Deputy Premier John Barilaro said calls by NSW to scrap impractical measures under the plan have been heard, but more work still needs to be done.
“The Commonwealth Government has come through with a pragmatic proposal to remove the threat of destructive water buy backs,” Mr Barilaro said.
“Regional communities have lost confidence in the Murray Darling Basin Authority to deliver a Plan that restores water to the environment without the wholesale destruction of basin communities.
“We made it clear that NSW would not contribute to the 450GL of additional water for the environment, and we still need clarity from the Commonwealth as to where they will attain this.
“The pendulum has swung too far towards punishing farmers for growing food and fibre across the basin without delivering a tangible dividend for the environment.”
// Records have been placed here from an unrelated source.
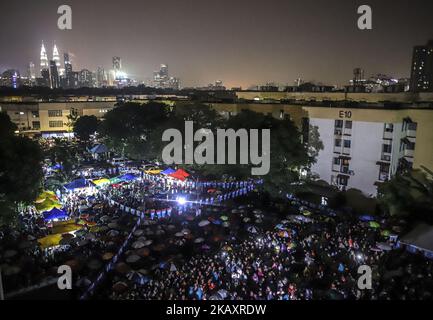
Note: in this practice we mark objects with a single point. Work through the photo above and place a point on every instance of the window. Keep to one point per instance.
(55, 113)
(412, 126)
(389, 127)
(56, 124)
(36, 125)
(386, 148)
(348, 125)
(347, 143)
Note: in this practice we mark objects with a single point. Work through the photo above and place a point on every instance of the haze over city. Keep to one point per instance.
(241, 43)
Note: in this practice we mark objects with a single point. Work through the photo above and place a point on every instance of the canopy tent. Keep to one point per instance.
(101, 182)
(46, 195)
(78, 184)
(179, 174)
(168, 171)
(128, 177)
(99, 148)
(54, 213)
(421, 238)
(47, 205)
(153, 171)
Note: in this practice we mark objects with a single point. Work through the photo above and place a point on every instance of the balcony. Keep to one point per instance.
(387, 135)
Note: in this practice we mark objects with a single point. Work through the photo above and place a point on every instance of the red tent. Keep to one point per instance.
(180, 174)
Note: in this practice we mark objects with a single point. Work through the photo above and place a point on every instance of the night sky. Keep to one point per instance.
(241, 42)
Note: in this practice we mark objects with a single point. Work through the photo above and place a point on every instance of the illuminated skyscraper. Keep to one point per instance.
(56, 59)
(117, 64)
(44, 58)
(54, 75)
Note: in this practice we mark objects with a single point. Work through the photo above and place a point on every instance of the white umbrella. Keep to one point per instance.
(132, 258)
(203, 223)
(138, 245)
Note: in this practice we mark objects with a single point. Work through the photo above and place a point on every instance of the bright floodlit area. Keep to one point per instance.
(313, 178)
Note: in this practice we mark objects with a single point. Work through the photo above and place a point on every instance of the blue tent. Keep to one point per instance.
(55, 214)
(168, 171)
(366, 218)
(99, 148)
(128, 177)
(77, 184)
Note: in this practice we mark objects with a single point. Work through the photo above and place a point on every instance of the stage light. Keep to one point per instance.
(181, 200)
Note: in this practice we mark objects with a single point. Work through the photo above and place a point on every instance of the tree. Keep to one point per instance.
(85, 126)
(7, 127)
(128, 129)
(20, 171)
(288, 154)
(408, 195)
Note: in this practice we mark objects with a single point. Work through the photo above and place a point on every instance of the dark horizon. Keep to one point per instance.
(241, 43)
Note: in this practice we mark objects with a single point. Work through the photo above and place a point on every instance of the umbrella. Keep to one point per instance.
(138, 245)
(107, 256)
(10, 253)
(11, 270)
(384, 246)
(138, 232)
(133, 258)
(94, 264)
(120, 287)
(83, 282)
(203, 223)
(113, 233)
(374, 224)
(122, 267)
(143, 252)
(137, 278)
(252, 229)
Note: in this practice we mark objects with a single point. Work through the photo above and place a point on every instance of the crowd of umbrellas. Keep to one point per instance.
(233, 250)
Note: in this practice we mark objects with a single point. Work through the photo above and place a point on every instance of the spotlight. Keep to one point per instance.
(181, 200)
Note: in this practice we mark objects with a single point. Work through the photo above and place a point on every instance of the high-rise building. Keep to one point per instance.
(101, 77)
(54, 75)
(10, 78)
(44, 58)
(117, 64)
(31, 73)
(56, 58)
(86, 78)
(161, 79)
(68, 76)
(422, 68)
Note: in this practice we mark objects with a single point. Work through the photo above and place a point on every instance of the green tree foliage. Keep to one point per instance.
(20, 171)
(408, 195)
(130, 128)
(85, 126)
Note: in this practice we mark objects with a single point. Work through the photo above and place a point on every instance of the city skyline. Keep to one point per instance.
(201, 49)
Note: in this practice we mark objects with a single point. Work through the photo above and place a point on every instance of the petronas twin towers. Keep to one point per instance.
(44, 58)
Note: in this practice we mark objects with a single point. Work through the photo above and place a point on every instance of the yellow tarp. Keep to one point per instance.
(51, 240)
(153, 171)
(100, 182)
(47, 205)
(65, 226)
(46, 195)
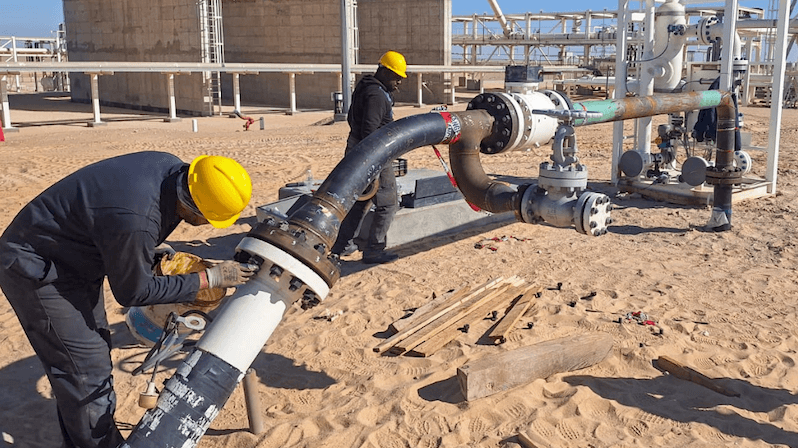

Minister for Water, Property and Housing Melinda Pavey said NSW has consistently pulled its weight in trying to meet the objectives of the plan.
“Even in the worst drought on record almost a million megalitres of environmental water was delivered to the South Australian border on top of their monthly entitlement flows, 677,000ML of which passed through the barrages into the Murray Mouth and sea,” Mrs Pavey said.
“There is already over 4 million megalitres of water entitlements recovered for the environment, we now need to concentrate on measures that use this water smarter to deliver the environmental, social and economic outcomes to all communities.
“We look forward to seeing the legislative details of the Murray Darling Basin Authority split and we will work with the Commonwealth in implementing these new measures.
“We welcome better compliance across all states that aligns with the benchmark NSW has set. We will be offering the expertise of the independent Natural Resource Access Regulator and offering details of our reformed laws that strengthened our water compliance.”